(Feb. 21, 2020) On January 1 2020, article 1 of Law No. 3 of January 9, 2019 (Legge 9 gennaio 2019, n. 3) (Law No. 3)—named the “Bonafede reform” after Italian Minister of Justice Alfonso Bonafede—entered into force. The provision amends article 159, paragraph 2 of the Criminal Code to introduce a controversial suspension of the statute of limitations after a criminal decision of first instance, whether an acquittal or conviction. The reform applies to crimes committed after January 1, 2020, which is the date the reform entered into force.
The Bonafede reform revises article 159, paragraph 2, of the Criminal Code to read as follows: “The course of the statute of limitations also remains suspended upon the issuance of the sentence of first instance or the conviction decree until the enforcement date of the sentence that concludes the case or the irrevocability of the conviction sentence.” Under the reform, the statute of limitations period for consummated crimes continues to run “from the day of consummation,” while for attempted crimes “from the day on which the offender’s activity ceased.”

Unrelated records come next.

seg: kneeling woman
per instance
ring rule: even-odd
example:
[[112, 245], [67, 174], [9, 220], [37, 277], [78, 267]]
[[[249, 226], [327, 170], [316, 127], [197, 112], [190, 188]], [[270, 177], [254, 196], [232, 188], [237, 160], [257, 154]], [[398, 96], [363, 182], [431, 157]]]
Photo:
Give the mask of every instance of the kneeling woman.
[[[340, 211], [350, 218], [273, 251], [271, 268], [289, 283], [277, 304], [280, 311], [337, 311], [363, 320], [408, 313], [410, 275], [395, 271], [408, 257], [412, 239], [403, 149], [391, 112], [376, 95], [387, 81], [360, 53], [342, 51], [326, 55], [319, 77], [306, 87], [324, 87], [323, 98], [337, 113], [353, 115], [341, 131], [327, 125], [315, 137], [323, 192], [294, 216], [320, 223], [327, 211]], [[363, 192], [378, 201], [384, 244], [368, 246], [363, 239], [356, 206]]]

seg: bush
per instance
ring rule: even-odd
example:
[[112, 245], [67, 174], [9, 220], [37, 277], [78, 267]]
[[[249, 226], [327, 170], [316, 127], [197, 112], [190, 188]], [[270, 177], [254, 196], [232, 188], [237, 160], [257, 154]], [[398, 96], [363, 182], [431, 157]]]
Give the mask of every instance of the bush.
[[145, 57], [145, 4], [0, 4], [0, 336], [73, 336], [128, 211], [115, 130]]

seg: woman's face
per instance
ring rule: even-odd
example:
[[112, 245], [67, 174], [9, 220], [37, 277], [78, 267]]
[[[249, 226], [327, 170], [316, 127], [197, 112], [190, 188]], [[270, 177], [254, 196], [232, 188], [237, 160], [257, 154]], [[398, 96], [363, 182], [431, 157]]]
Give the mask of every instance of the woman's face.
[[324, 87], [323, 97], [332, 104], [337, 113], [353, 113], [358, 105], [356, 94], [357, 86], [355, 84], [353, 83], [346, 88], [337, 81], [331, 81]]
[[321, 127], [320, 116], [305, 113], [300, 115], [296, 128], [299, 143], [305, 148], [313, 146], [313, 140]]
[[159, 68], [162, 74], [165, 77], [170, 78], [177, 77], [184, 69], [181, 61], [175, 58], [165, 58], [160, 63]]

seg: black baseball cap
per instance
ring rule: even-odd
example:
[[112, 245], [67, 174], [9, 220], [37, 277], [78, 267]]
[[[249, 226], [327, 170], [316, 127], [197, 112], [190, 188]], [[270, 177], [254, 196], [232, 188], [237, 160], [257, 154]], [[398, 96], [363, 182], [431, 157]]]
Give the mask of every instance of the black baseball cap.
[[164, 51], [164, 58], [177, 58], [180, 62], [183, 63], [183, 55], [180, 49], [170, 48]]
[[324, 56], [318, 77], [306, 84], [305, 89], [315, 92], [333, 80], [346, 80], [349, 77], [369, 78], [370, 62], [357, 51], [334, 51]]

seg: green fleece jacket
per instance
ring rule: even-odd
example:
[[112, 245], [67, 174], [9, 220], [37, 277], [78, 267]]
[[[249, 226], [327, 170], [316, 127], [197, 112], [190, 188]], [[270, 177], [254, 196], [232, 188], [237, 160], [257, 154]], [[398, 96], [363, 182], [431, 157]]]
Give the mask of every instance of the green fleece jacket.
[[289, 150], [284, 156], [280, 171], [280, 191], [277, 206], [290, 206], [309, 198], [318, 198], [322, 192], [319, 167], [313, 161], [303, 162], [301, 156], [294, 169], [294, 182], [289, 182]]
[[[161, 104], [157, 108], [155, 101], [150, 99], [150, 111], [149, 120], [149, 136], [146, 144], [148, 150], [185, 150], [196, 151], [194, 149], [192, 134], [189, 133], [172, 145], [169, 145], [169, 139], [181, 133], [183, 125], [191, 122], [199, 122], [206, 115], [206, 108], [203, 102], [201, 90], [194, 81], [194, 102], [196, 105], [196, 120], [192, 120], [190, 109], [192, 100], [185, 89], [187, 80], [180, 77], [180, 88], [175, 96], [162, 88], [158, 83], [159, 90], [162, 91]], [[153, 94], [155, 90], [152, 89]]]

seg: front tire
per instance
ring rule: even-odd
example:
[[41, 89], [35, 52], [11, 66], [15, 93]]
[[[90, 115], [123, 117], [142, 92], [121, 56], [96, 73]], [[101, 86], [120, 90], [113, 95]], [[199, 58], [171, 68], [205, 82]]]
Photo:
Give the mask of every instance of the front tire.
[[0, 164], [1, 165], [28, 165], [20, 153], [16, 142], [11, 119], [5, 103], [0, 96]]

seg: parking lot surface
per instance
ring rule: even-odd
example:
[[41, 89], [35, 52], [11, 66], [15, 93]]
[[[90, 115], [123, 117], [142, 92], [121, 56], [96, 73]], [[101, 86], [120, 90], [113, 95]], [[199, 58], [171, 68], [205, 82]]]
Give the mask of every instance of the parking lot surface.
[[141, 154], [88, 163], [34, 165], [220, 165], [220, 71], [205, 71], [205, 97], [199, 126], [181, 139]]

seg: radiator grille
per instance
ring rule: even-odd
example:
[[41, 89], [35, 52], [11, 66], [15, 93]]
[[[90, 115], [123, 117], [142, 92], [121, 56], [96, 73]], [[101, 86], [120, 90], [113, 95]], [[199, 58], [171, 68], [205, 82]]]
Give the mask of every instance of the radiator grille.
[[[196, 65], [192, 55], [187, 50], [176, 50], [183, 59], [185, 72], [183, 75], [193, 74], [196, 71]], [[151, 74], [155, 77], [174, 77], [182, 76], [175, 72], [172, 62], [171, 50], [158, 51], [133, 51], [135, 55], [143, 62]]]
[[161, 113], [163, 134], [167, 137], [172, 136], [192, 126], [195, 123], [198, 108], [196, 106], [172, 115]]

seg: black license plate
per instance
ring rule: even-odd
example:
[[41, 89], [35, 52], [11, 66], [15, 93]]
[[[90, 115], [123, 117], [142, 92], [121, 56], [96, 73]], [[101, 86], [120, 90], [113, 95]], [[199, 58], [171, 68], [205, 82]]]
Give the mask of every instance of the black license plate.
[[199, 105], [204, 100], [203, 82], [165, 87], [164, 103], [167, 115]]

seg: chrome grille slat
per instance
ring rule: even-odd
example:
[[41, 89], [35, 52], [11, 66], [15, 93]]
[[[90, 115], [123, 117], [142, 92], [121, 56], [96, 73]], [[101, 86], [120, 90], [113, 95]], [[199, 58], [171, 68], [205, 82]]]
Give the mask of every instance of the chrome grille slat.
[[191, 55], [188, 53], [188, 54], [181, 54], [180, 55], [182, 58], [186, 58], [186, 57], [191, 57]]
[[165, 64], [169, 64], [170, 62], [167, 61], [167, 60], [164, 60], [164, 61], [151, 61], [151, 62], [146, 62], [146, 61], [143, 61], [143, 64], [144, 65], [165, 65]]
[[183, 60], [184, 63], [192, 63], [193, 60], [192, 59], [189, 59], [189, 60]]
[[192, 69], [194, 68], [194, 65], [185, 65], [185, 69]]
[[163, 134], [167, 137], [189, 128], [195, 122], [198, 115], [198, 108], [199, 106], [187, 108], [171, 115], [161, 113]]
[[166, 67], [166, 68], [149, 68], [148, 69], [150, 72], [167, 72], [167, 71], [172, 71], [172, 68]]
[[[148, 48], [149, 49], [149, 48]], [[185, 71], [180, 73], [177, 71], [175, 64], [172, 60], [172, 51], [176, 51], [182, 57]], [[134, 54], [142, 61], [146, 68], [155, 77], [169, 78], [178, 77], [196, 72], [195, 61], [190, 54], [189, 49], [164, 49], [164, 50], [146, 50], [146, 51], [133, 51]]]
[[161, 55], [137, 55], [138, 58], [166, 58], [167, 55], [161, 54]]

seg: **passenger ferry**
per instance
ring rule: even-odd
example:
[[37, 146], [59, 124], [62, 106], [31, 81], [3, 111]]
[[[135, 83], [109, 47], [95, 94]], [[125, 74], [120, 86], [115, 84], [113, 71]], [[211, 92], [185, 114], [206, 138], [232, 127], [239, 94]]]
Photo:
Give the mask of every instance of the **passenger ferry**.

Under the new rules, in the case of “continued” offenses (multiple actions and omissions carried out by the same person in execution of a criminal design), the statute of limitation commences from the day when the continuation ceased, while previously it started from the day on which the single illegal act ended.
Reactions to the Bonadefe Reform
In the wake of the Bonafede reform, the president of the Italian Supreme Court (Corte di Cassazione), while speaking at the recent inauguration ceremony of the judicial year 2020—which was attended by the highest political authorities of the country—praised the measures included in the reform that are aimed at accelerating criminal procedures. The president mentioned that, under the reform, concrete measures have been adopted, not only at the stage of the process following the first instance (which is no longer covered by the statute of limitations), but also in the investigative and preliminary hearing stages preceding the first instance. The President also alluded to the dire state of the judicial backlogs in Italy and that the Bonafede reform will likely cause an annual increase of between 20,000 and 25,000 new cases annually for the Court of Cassation. The Court already reviews about 50,000 criminal cases every year.
Additionally, the Bonafede reform contains multiple aspects that are generating polemics in legal and judicial spheres in Italy. For example, the reform establishes disciplinary penalties for those who do not respect “the reasonable length of the process,” a phrase that has been criticized as far too indeterminate. Given this context, the adoption of amendments to the Bonafede reform would not be surprising.